@stspringer: I think it is very admirable that you are taking a "hands on" experimental approach to learning electricity and electronics. You are in the process of learning some valuable lessons about voltage dividers and practical values of the resistance associated with them. Take careful notes, and try to keep a journal or a notebook of what you measure, lest you forget what you did before and keep repeating the same thing while expecting different results. Burning up resistors is all part of the learning experience. We have all done it at one time or another. Just determine what went wrong, correct it, and move on.
Voltage dividers as used today are very seldom used to provide significant levels of
power to a load, such as your 1.5 V incandescent lamp for example. The main reason is they are terribly inefficient for that purpose. Instead, most applications of voltage dividers use them as a low-level signal attenuator, the volume control in a radio for example, or to create a low-level, relatively high impedance, control signal for some
other circuit, such as a user-adjustable power supply output voltage for a programmable power supply.
As you can imagine, while the basic voltage divider equation hasn't changed, the actual values selected for R1 and R2 can be all over the map while still providing the same attenuation ratio. The only thing that changes is how the voltage divider appears electrically to circuit with which it is connected.

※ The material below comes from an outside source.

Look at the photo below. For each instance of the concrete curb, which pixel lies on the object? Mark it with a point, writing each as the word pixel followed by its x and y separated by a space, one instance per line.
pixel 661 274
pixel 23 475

In days of old, when incandescent lighting was first used to illuminate theater stage lighting, physically very large variable resistances (called rheostats) were used in series with the lights to control their brightness. These variable resistances were typically capable of dissipating hundreds, or even thousands, of watts of power. The entire back-stage, behind-the-scenes area, was kept toasty warm in the winter from the heat given up by immense banks (often hundreds in a Broadway production) of these rheostats. Of course the heat during a summer production was pretty much unbearable.
That all changed, practically overnight, during the middle of the twentieth century with the advent of solid-state lighting controls. Some prior efforts had used mercury-vapor thyratrons to control lighting intensity, which had the advantage of allowing separation between the control electronics and the thyratron, but it was all pretty much a kludge.
Good hunting on your electronic adventure! Make sure to nail the basics before moving further into the jungle.